Population Density Mapping

The simple geographical placement of stores or geometric target areas is not enough to produce significant insights into the efficiency of a retail network. Any relevant geospatial analysis should be based on region demographics, at the most granular level available, to be able to visually translate surface into density. Using public data we are currently developing a proprietary Spatial Density of Population Model, accounting for the distribution of adult population in Bucharest, using a hexagonal bin representation of density. Color legend: dark violet - low density, green - medium density, yellow - high density. Bucharest Density Map For a downloadable high-quality version of the Spatial Density of Population - Bucharest map, click here (19 MB image file size).

Going back to Dorobanti area example, zooming in on population density map we can see now the proper context to understand how the placement of several stores over a narrow area is correlating with adult population density (hint: it isn’t! Dorobanti cluster is not on top of a large yellow area, therefore number of potential customers served is average at best). Dorobanti Population

Target Areas based on Isochrones

To improve the quality of the target areas analysis, we should model the areas not based on mere geometric distance but on a more sophisticated, streets walking aware, method called topological distance. An isochrone area is an area from where, one can travel in a given time to the destination point (and vice versa, the maximum area that can be reached by someone leaving the origin point, in the given time). The destination/origin point is the center of the isochrone area. So traveling from point A to point B is not a straight line (as assumed in the geometric distance) but a multi-edges path, taking into account the exact topology of the streets network, crossings, and obstacles.

For our purpose, an isochrone area of X minutes will represent the sum of all points from the city where/from where one can travel from/to the target point (i.e. store location) in up to X minutes of walking time.

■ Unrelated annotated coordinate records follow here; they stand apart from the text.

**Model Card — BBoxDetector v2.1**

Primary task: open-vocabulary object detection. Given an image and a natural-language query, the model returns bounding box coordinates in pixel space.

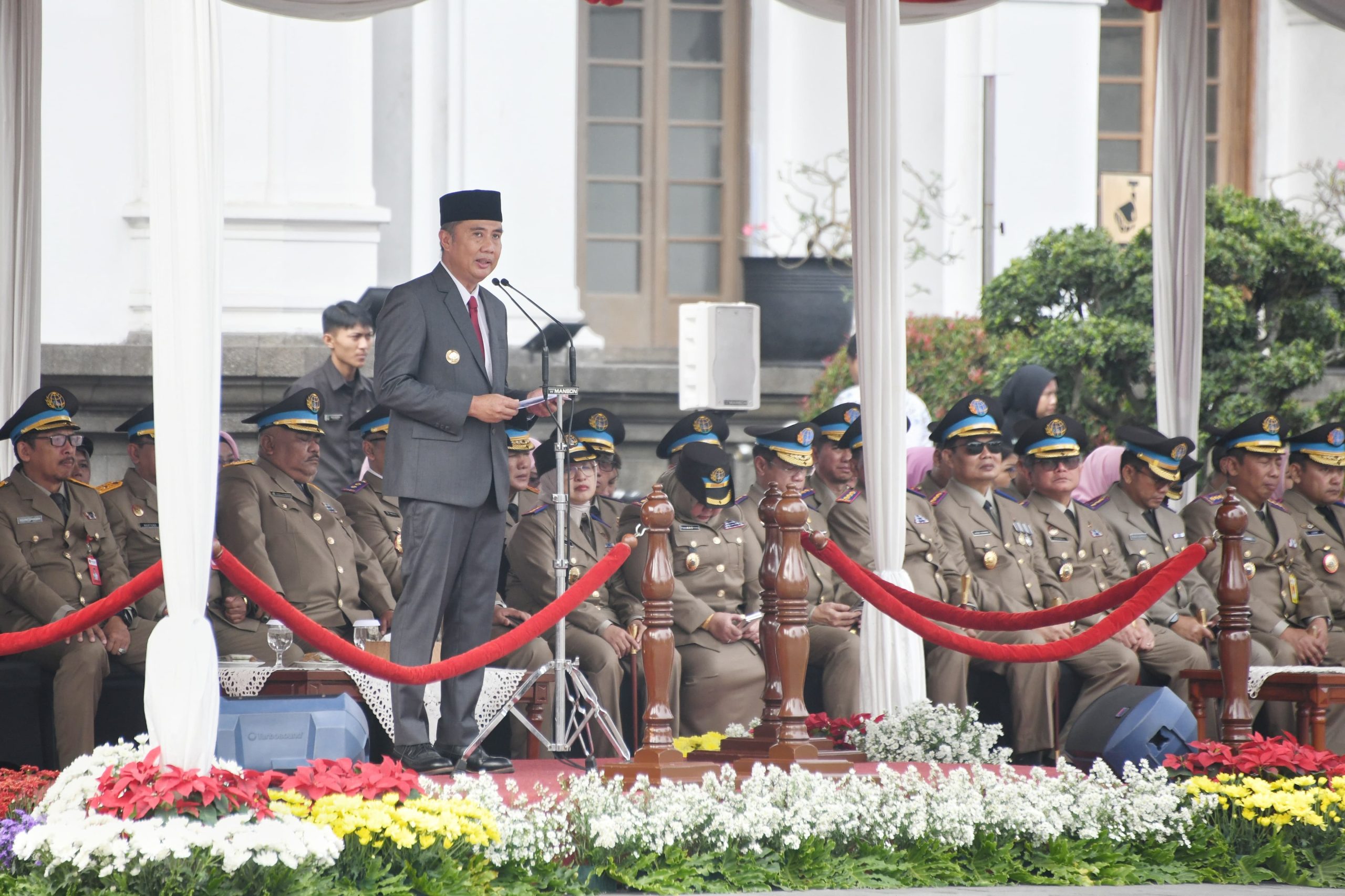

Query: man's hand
[225,595,247,626]
[1037,623,1074,644]
[1279,627,1326,666]
[1173,616,1215,644]
[705,613,742,644]
[809,600,861,628]
[467,393,518,422]
[598,626,635,658]
[66,626,108,644]
[491,604,533,628]
[102,616,130,657]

To be able to compute isochrone areas, a detailed streets network has to be used, as such in the following image (containing all OpenStreetMap data for Bucharest). Bucharest Street Network We have used 3 minutes (colored in red), 6 minutes (colored in violet) and 9 minutes (colored in blue) walking time isochrones, to emulate a detailed target area for a superstore/convenience store appropriate for Mega Image network analysis. To preserve density population information, we have used a dot mapping technique, meaning that the estimated location of every adult in Bucharest is represented by a yellow dot plotted on the map, according to real density distribution, and on top, we have overlaid target areas for all Mega Image locations. Geospatial Analysis for Mega Image Network in Bucharest For a downloadable high-quality version of the Spatial Density of Population - Bucharest map, click here (24 MB image file size).

Looking again at the detailed view of our example Dorobanti area, it is obvious from the overlapping of isochrone areas that any potential closing of (at least) one store in the area will have zero impact on the ability of the potential customers to reach any of the remaining locations in a time frame equivalent with the time needed for the former store. Mega Image Dorobanti Iso Area

End Comments

This case study is a Proof of Concept, designed to showcase the potential of Visual Analytics based on Geospatial Analysis for supporting the relevant decision-making process in a business context.

All input data used here for the Spatial Model represent public source/available data, therefore the model is inheriting the limitations and error margin of its public sources, and further work should be done to address these issues. Lack of public data on income levels at a granular level is a major obstacle in refining the demographics of the model, and this will be as well a major area for further improvement of the model.

In a real business case scenario, the model should be customized using profit/sales/costs and other financial or non-financial metrics owned by the client. Complex correlation and pattern-finding algorithms could then be run based on the geospatial and business intelligence data, generating valuable solutions for any business strategy requirements.